Monday, April 27, 2009

Why Does My Alexa Rank Jump Around? A: The Long Tail

By now we have all heard of the long tail, which has been used to metaphorically describe just about everything from income distribution to traffic on the Web. Originally coined by Chris Anderson in a 2004 Wired article, it refers to a frequency distribution with a long tail, sometimes also referred to as a power law graph. On the Web we have a very long tail, and it means that there are relatively few sites with a lot of traffic and endless numbers of sites with low traffic... the long tail.

While most of us can claim that we understand the meaning of the long tail, it is still often hard to comprehend how this applies to us. I refer specifically to Web site owners with low traffic who see their traffic rank jump around a lot. I was poking around the blogosphere today and ran into this blog entry, the Alexa Experiment. Over the years I have seen a few others like it. Her complaint is that her Alexa rank jumps around quite a bit... in his case from 3.5 million on day 1 of her experiment to 2.8 million on day 13. She uses this as evidence that the Alexa Rank can't be relied upon.

Forgetting about the relative merit of the Alexa Rankings for the moment, a perfect ranking system, one with perfect information about all sites, would tend to behave in the same way. Why? The long tail.
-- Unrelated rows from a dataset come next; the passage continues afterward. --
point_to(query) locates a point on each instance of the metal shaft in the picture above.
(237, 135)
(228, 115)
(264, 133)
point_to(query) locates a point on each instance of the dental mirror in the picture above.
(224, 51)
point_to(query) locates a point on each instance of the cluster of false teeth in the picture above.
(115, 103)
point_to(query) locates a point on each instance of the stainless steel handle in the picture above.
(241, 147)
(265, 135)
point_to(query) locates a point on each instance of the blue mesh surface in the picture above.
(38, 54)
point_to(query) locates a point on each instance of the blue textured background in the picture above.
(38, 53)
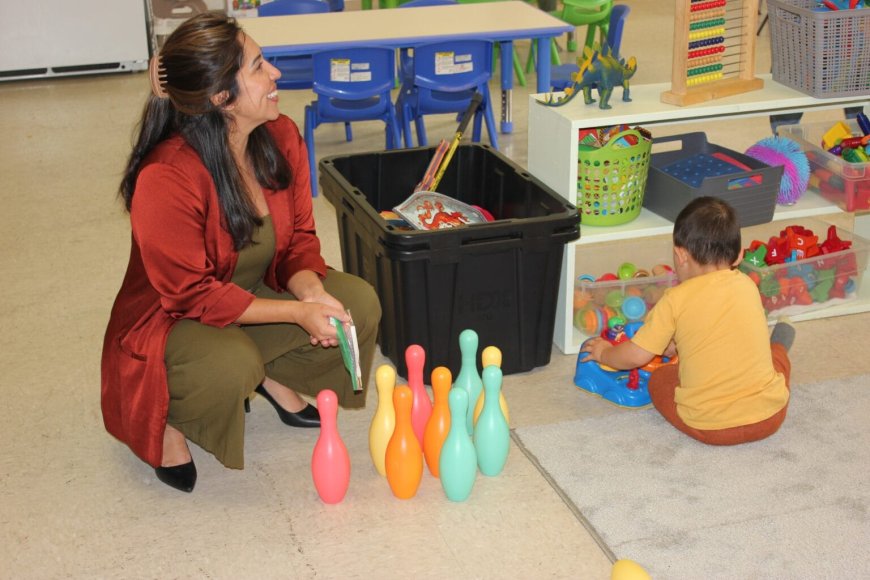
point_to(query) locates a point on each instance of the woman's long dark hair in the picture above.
(200, 59)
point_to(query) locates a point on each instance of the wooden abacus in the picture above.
(714, 50)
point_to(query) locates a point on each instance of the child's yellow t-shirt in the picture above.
(727, 377)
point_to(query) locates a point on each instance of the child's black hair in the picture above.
(708, 229)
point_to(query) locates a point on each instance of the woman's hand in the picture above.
(318, 307)
(315, 317)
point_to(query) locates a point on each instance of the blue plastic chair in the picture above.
(352, 84)
(284, 7)
(406, 55)
(561, 75)
(296, 71)
(446, 75)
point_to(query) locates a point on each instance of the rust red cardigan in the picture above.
(181, 263)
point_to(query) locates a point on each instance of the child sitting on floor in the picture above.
(732, 382)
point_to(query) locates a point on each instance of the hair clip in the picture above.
(157, 75)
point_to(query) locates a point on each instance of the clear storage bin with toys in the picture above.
(625, 282)
(842, 179)
(803, 266)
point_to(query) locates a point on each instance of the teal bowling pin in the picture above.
(457, 463)
(491, 434)
(468, 377)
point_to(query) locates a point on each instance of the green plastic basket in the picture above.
(611, 181)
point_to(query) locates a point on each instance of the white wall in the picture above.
(44, 34)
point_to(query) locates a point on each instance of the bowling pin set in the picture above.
(463, 431)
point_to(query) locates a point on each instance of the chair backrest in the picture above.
(286, 7)
(581, 12)
(453, 66)
(354, 74)
(617, 24)
(419, 3)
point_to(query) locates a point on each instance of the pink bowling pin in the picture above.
(330, 462)
(415, 358)
(439, 422)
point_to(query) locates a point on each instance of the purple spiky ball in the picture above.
(796, 168)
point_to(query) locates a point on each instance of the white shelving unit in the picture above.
(552, 158)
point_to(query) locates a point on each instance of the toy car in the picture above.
(627, 388)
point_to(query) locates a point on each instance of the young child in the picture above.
(732, 381)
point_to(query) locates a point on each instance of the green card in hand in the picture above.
(347, 342)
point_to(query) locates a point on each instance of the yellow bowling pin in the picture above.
(384, 420)
(491, 355)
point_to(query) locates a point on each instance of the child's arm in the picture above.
(623, 356)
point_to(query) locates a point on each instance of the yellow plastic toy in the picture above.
(836, 134)
(628, 570)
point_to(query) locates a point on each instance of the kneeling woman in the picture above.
(226, 292)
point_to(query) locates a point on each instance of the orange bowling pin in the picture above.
(491, 355)
(439, 421)
(404, 458)
(384, 420)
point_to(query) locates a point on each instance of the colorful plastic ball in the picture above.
(581, 298)
(626, 271)
(590, 321)
(614, 298)
(653, 293)
(634, 291)
(628, 570)
(634, 308)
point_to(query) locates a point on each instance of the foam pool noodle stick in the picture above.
(796, 168)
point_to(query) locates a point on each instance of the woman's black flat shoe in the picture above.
(181, 477)
(307, 417)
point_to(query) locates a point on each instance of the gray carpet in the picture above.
(794, 506)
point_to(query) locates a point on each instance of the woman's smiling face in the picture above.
(257, 101)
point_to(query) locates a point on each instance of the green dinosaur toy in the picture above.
(599, 68)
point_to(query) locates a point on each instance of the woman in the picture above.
(225, 291)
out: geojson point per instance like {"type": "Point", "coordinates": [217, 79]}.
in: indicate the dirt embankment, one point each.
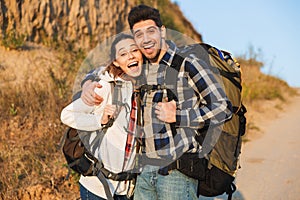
{"type": "Point", "coordinates": [270, 163]}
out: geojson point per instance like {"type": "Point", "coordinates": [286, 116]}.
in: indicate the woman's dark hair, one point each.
{"type": "Point", "coordinates": [142, 13]}
{"type": "Point", "coordinates": [111, 68]}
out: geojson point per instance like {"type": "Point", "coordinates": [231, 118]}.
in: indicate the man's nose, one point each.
{"type": "Point", "coordinates": [130, 55]}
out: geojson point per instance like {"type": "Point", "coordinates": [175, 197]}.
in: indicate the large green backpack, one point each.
{"type": "Point", "coordinates": [216, 171]}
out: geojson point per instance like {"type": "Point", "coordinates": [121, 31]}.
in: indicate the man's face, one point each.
{"type": "Point", "coordinates": [148, 37]}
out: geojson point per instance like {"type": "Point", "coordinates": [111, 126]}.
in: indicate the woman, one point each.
{"type": "Point", "coordinates": [126, 65]}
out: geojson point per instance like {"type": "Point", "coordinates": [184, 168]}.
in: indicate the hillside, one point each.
{"type": "Point", "coordinates": [36, 80]}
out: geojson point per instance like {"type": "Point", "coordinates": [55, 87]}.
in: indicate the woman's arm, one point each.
{"type": "Point", "coordinates": [80, 116]}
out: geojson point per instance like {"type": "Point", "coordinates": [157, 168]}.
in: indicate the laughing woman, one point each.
{"type": "Point", "coordinates": [126, 65]}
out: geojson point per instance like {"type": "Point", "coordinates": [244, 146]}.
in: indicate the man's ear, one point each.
{"type": "Point", "coordinates": [163, 31]}
{"type": "Point", "coordinates": [116, 64]}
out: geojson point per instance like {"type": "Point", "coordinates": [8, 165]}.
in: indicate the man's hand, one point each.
{"type": "Point", "coordinates": [166, 111]}
{"type": "Point", "coordinates": [88, 96]}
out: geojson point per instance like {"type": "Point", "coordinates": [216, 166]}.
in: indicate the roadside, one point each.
{"type": "Point", "coordinates": [270, 163]}
{"type": "Point", "coordinates": [270, 160]}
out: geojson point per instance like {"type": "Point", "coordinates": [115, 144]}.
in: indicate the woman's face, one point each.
{"type": "Point", "coordinates": [128, 57]}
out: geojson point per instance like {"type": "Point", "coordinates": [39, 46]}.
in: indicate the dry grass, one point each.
{"type": "Point", "coordinates": [36, 84]}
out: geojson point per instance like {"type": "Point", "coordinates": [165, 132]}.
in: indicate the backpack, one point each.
{"type": "Point", "coordinates": [81, 160]}
{"type": "Point", "coordinates": [216, 171]}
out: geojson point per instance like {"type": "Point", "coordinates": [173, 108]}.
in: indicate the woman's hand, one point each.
{"type": "Point", "coordinates": [108, 113]}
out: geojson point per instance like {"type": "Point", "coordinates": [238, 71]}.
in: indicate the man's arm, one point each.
{"type": "Point", "coordinates": [212, 107]}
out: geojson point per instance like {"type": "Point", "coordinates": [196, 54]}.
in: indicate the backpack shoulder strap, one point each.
{"type": "Point", "coordinates": [172, 75]}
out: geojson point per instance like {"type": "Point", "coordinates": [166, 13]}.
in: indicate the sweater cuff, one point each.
{"type": "Point", "coordinates": [91, 77]}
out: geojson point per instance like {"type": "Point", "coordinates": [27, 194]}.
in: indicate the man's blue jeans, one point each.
{"type": "Point", "coordinates": [152, 186]}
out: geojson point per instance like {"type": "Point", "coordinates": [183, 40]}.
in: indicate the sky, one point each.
{"type": "Point", "coordinates": [270, 28]}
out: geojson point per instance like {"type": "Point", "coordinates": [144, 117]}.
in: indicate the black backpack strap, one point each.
{"type": "Point", "coordinates": [231, 189]}
{"type": "Point", "coordinates": [102, 179]}
{"type": "Point", "coordinates": [172, 75]}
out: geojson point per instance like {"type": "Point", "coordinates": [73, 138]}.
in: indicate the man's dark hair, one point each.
{"type": "Point", "coordinates": [142, 13]}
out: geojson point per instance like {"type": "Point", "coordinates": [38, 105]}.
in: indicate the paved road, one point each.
{"type": "Point", "coordinates": [271, 164]}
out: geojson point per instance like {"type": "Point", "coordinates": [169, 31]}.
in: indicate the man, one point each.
{"type": "Point", "coordinates": [199, 102]}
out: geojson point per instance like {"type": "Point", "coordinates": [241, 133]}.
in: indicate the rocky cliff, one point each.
{"type": "Point", "coordinates": [82, 21]}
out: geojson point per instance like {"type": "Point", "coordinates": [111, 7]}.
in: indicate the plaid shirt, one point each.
{"type": "Point", "coordinates": [201, 102]}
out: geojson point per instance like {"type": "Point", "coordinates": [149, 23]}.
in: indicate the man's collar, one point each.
{"type": "Point", "coordinates": [170, 53]}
In any ordinal ranking system, like the Alexa Rank, sites out on the long tail will experience massive changes in rank regardless of their actual number of visits, visitors and pageviews. The reason for the fluctuation is because the farther you go out onto the tail the flatter it gets.

I'll use a non-Web example to explain this principle in action. Let's take every person in the United States of America and rank them based on income. That gives us 300 million people ranked from 1 to 300 million, with the person ranked at #1 earning somewhere in the hundreds of millions of dollars per year, and the person ranked #300 million earning nothing, with the rest of us somewhere in between. Like all long tail distributions there are vastly more people on the tail, earning little or no money, than there people at the head of the graph earning hundreds of millions.
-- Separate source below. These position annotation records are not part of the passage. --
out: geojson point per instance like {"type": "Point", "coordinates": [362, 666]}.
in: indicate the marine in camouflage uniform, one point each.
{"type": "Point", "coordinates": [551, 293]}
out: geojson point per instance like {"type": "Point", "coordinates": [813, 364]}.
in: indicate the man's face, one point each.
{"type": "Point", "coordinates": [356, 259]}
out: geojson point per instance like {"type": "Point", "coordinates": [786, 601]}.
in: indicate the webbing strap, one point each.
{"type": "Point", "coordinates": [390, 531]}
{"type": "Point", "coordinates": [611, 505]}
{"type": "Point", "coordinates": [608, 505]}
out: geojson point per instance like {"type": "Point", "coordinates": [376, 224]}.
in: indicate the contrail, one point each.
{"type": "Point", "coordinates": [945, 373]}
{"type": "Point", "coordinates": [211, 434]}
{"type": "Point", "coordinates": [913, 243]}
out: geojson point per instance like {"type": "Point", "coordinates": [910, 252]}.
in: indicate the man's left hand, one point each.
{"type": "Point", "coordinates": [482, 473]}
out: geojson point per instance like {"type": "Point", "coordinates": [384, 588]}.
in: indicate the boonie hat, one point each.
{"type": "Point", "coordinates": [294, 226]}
If we examine the person ranked at #50 million, let's postulate that she earned $50,000 per year last year, and that she will earn $50,000 again next year. Question: Will she still be ranked at #50 million next year? No. In a shrinking economy her ranking is going to improve because millions of people earned less. Conversely, in a growing economy her position will fall as millions of other workers earning improve. Her rank jumps around wildly, even though her actual earnings have remained unchanged.
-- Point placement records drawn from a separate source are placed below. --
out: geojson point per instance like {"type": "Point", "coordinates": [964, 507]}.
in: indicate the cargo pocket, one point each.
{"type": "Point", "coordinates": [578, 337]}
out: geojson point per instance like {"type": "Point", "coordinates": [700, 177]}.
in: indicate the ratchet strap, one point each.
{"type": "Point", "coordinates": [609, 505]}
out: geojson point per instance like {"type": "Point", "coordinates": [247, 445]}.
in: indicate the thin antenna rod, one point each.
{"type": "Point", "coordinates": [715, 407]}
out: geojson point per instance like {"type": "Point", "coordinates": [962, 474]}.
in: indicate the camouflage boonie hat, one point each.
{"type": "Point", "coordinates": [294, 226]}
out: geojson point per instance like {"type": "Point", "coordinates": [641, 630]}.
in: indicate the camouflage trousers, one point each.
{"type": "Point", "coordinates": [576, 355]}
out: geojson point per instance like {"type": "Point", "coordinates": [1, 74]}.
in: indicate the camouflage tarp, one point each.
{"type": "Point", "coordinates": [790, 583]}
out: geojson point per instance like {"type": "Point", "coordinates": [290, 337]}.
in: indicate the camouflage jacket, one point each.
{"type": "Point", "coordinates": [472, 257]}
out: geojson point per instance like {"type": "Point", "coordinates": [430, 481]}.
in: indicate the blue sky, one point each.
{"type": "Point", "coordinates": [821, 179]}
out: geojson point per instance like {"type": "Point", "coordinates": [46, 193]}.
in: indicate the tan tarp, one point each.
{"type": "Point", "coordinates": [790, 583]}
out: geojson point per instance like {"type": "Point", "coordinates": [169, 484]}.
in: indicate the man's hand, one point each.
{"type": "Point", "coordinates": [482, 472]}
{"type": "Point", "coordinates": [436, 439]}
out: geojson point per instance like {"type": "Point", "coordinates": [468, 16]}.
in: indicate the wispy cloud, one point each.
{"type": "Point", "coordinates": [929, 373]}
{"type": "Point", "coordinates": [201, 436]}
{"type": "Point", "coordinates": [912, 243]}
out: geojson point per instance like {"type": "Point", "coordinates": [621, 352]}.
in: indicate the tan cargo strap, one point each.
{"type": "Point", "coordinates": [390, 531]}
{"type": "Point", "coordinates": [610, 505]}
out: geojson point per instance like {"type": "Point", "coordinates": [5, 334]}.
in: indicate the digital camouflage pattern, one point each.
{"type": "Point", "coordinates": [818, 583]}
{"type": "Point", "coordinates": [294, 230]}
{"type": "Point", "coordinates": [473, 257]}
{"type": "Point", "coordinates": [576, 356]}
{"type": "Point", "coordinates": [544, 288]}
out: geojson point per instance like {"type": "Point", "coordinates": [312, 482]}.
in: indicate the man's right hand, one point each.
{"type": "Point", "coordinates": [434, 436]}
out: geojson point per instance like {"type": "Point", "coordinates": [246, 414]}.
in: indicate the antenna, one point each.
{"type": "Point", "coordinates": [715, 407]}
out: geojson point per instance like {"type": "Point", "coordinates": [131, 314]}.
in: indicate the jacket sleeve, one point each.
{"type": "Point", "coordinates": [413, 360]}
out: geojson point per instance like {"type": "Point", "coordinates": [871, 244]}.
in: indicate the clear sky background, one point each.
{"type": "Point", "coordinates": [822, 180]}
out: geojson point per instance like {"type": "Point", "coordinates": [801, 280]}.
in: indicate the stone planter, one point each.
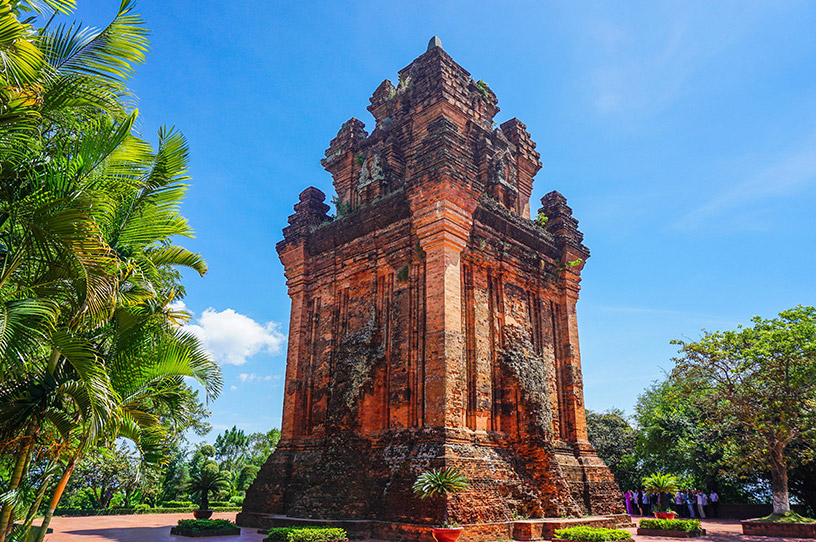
{"type": "Point", "coordinates": [664, 515]}
{"type": "Point", "coordinates": [787, 530]}
{"type": "Point", "coordinates": [192, 533]}
{"type": "Point", "coordinates": [670, 534]}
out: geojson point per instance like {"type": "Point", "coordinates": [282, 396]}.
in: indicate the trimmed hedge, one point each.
{"type": "Point", "coordinates": [176, 504]}
{"type": "Point", "coordinates": [205, 524]}
{"type": "Point", "coordinates": [75, 512]}
{"type": "Point", "coordinates": [305, 534]}
{"type": "Point", "coordinates": [670, 524]}
{"type": "Point", "coordinates": [591, 534]}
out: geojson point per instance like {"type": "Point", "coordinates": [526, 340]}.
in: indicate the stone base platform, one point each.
{"type": "Point", "coordinates": [522, 530]}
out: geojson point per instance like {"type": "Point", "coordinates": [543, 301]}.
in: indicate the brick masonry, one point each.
{"type": "Point", "coordinates": [433, 323]}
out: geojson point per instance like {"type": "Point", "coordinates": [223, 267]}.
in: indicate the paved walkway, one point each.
{"type": "Point", "coordinates": [156, 527]}
{"type": "Point", "coordinates": [137, 528]}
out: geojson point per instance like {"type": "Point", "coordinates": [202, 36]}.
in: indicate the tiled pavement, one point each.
{"type": "Point", "coordinates": [156, 527]}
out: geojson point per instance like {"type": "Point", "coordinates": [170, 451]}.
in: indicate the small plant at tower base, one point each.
{"type": "Point", "coordinates": [442, 482]}
{"type": "Point", "coordinates": [660, 485]}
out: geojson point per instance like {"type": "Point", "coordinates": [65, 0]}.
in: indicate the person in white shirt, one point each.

What if the economy stayed steady-state, and our $50,000 earner got a raise of exactly $1, and now earns $55,001 per year. What will that do to her rankings? Will her ranking move up by 1 to #49,999,999? No. The long tail distribution tells us that the farther we go out on the tail the more likely it is that there are others earning the exact same amount as her. In her case it could be hundreds or thousands of people. Earning just one dollar more per year can vault her position in the rankings much farther than you may expect.

The point is that the farther you go out on the tail, the less is required to move up an ordinal rank. In a system with a distribution like traffic on the Web this is especially true. If you are out on the tail and you improve your traffic a modest amount it could improve your rank by a million places or more.

That's the nature of the long tail. It is very flat and moving horizontally is not all that hard until you begin to approach the head. For the folks who are running an Alexa Experiment, I wish them the best of luck. But your time would be better spent finding ways to increase your visitors, visits and pageviews. Your Alexa Rank will follow.